Initially a truce between X-O and the Government was formed, but this irritated CIA agent Peter Garrett and his associate, Ms. Mandrake of the IRS. The two forged orders from the Government which ordered the Armorines to take out X-O and sent them to Gardner. The Armorines attacked X-O and may have even defeated him, but their attack was called off by orders from General Kendall. Colonel Gardner was arrested for ordering the attack, and Kendall took his place as head of the Armorines. Meanwhile, the Armorine Sirot, who is also an agent of the National Security Agency, met with Garrett and forged a truce of sorts.

The Armorines went on to face other threats, but their biggest adversaries were the Spider Aliens. They first faced them underwater, and then in a huge battle in space. They were teamed with X-O Manowar and the H.A.R.D. Corps in the space battle. While they were in space fighting the aliens, the Chaos Effect broke out on Earth cutting off all communication with the military. Eventually the Chaos ended, the Spider Aliens were defeated, and the Armorines returned home.

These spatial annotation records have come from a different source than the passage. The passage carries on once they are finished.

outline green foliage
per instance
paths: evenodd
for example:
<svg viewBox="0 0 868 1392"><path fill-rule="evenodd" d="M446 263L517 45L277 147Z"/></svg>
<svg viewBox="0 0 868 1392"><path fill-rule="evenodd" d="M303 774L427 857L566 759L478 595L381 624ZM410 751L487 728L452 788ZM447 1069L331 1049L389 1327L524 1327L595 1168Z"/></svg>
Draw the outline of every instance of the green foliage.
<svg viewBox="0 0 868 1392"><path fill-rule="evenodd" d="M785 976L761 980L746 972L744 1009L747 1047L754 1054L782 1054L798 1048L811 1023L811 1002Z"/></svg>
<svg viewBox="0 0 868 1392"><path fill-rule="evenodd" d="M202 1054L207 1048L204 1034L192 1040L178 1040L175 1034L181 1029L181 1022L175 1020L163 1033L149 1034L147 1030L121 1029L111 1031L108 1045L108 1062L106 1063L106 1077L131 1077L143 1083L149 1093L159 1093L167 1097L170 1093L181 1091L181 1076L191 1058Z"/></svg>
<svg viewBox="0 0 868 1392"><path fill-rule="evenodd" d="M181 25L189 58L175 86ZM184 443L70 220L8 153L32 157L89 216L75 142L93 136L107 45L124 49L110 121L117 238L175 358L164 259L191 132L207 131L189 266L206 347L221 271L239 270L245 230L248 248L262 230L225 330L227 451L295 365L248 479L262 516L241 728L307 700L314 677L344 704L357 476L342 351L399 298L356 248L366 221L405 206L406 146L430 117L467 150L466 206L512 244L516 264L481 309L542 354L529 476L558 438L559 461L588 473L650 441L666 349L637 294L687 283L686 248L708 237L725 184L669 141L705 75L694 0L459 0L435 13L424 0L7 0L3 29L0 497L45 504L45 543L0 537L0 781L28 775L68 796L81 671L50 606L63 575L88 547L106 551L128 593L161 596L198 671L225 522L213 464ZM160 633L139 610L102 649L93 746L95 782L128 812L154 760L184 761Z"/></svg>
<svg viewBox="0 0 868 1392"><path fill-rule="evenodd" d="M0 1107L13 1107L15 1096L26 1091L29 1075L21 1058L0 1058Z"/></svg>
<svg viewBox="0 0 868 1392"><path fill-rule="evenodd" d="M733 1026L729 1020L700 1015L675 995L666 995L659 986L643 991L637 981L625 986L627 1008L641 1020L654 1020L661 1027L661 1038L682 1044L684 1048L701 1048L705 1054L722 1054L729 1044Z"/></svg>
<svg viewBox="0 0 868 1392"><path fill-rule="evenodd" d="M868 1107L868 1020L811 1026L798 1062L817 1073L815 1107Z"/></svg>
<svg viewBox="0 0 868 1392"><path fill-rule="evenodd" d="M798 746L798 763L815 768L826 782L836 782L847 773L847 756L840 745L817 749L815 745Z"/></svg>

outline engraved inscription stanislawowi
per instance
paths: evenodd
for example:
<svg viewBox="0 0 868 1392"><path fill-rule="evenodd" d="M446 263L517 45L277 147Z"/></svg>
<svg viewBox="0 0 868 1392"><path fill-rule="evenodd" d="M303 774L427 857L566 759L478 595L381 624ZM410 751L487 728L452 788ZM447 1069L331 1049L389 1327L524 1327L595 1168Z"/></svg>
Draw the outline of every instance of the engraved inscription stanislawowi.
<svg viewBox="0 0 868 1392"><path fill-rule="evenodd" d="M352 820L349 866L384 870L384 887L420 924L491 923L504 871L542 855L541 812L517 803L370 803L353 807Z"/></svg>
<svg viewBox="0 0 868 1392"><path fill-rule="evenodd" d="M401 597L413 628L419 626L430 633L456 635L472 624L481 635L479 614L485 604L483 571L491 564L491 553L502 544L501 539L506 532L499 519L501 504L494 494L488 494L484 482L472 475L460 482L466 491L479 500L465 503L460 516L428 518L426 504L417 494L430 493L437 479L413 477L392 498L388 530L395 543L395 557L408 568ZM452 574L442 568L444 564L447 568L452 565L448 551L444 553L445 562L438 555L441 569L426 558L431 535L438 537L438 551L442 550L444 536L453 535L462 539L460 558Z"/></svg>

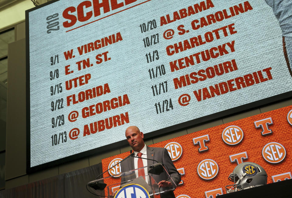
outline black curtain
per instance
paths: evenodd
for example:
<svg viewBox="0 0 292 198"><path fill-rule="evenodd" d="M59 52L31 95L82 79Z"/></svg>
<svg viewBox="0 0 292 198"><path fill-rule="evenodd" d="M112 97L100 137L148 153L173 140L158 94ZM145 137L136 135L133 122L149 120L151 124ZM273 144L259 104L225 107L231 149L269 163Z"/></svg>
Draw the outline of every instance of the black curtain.
<svg viewBox="0 0 292 198"><path fill-rule="evenodd" d="M47 179L0 191L0 198L92 197L86 184L102 172L101 163ZM98 194L104 195L104 192Z"/></svg>

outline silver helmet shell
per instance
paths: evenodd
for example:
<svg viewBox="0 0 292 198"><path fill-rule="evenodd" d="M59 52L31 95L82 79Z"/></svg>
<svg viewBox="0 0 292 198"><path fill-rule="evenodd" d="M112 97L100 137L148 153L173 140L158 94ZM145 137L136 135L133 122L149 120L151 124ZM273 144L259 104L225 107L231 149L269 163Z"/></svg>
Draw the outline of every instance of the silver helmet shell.
<svg viewBox="0 0 292 198"><path fill-rule="evenodd" d="M241 163L229 175L228 179L233 184L225 186L226 192L229 193L266 184L267 177L266 171L258 164L248 162Z"/></svg>

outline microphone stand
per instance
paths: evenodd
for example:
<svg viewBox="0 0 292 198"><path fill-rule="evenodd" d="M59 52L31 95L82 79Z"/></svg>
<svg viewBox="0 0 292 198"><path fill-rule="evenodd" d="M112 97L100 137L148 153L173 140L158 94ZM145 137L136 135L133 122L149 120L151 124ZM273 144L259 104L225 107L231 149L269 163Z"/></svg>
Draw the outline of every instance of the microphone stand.
<svg viewBox="0 0 292 198"><path fill-rule="evenodd" d="M121 160L120 162L119 162L117 164L115 165L114 166L113 166L112 167L111 167L110 168L109 168L106 171L103 173L101 174L100 174L99 175L97 176L97 177L96 177L96 179L95 180L94 180L93 181L91 181L91 182L89 182L88 183L87 183L87 184L86 184L86 188L87 189L87 190L88 190L90 193L92 194L93 194L95 195L97 195L98 196L103 196L102 195L96 195L92 193L91 193L91 192L90 192L90 191L89 191L89 190L88 190L88 189L87 188L87 186L88 186L89 187L92 188L96 190L103 190L106 187L106 184L105 183L103 183L103 182L101 182L99 181L96 181L96 180L97 179L97 178L98 178L101 175L103 174L103 173L105 173L107 171L108 171L109 170L110 170L110 169L112 168L113 167L114 167L114 166L115 166L116 165L118 165L118 164L119 164L121 162L123 162L124 160L125 160L126 159L129 158L131 156L133 157L134 154L134 153L133 152L133 151L132 151L132 150L130 150L130 155L128 155L126 158L123 159Z"/></svg>

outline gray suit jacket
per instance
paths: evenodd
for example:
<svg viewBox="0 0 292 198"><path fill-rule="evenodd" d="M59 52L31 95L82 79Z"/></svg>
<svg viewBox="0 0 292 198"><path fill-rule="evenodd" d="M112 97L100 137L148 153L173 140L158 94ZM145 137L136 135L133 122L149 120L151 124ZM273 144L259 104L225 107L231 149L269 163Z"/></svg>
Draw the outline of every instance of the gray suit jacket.
<svg viewBox="0 0 292 198"><path fill-rule="evenodd" d="M164 148L156 147L147 147L147 158L154 159L158 162L162 163L164 165L165 169L169 170L169 174L170 175L171 178L177 186L181 181L180 174L179 173L173 163L171 160L171 158L168 154L168 152L166 149ZM134 169L134 158L130 157L121 163L121 171L122 172ZM157 162L155 161L151 160L147 160L147 165L156 164ZM148 168L148 171L150 168ZM150 175L150 174L149 174ZM151 174L155 181L158 183L162 180L165 180L165 178L167 177L165 175L160 175ZM122 176L121 182L135 178L135 175L129 175L127 178L123 178ZM172 193L173 194L173 193ZM174 196L174 195L173 195Z"/></svg>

The Armorines received medals of honor from the President himself upon their return. At the same time, however, Senator Ackerman ordered Gunny out of the Armorines program. When the President found out about this, he wrote a presidential order that took away Ackerman's control over the program and ensured that Gunny would remain in the Armorines. This didn't sit too well with Ackerman, so with Peter Garrett's help, he devised a plan to get Gunny out of the program anyway. The two rigged a hidden camera on Sirot's armor and shot footage of the destruction of a building on one of the Armorine's missions. Ackerman used this footage as a way to frame Gunny. If Gunny didn't leave the program, the footage would be used to ruin his career. He chose to leave. Sergeant William Sturgess was sent as his replacement.

==Creative teams==
The following is a list of those who contributed to the creation of the series. When repeated, only last names will be used.
- 0: Jorge Gonzalez, writer / Jim Calafiore, pencils & cover / Gonzalo Mayo, inks.
- 1: Gonzalez, writer / Calafiore, pencils & cover / Rodney Ramos & Phyllis Novin, inks.
- 2: Gonzalez, writer / Calafiore, pencils & cover / Ramos, inks.
- 3-4: Gonzalez, writer / Calafiore, pencils & cover / Ramos & Novin, inks.
- 5: Gonzalez, writer / Calafiore, pencils/Ramos, inks / Calafiore & Bob Layton, cover.
- 6: Gonzalez, writer / Calafiore, pencils & cover / Ramos, inks.
- 7: Gonzalez, writer / Calafiore, pencils & cover / Ramos & Novin, inks.
- 8: Rob Johnson, writer / José Delbo, pencils / John Dixon, inks / Calfiore, cover.
- 9: Gonzalez, writer / Calafiore, pencils & cover / Anibal Rodriguez, inks.
- 10: Gonzalez, writer / Delbo, pencils / Rodriguez, inks / Calafiore, cover.
- 11-12: Gonzalez, writer / Delbo, pencils / Steve Montano, inks / Calafiore, cover.

==In other media==
===Video games===
Armorines: Project S.W.A.R.M. was produced for Nintendo 64, PlayStation and Game Boy Color, based on the comic book.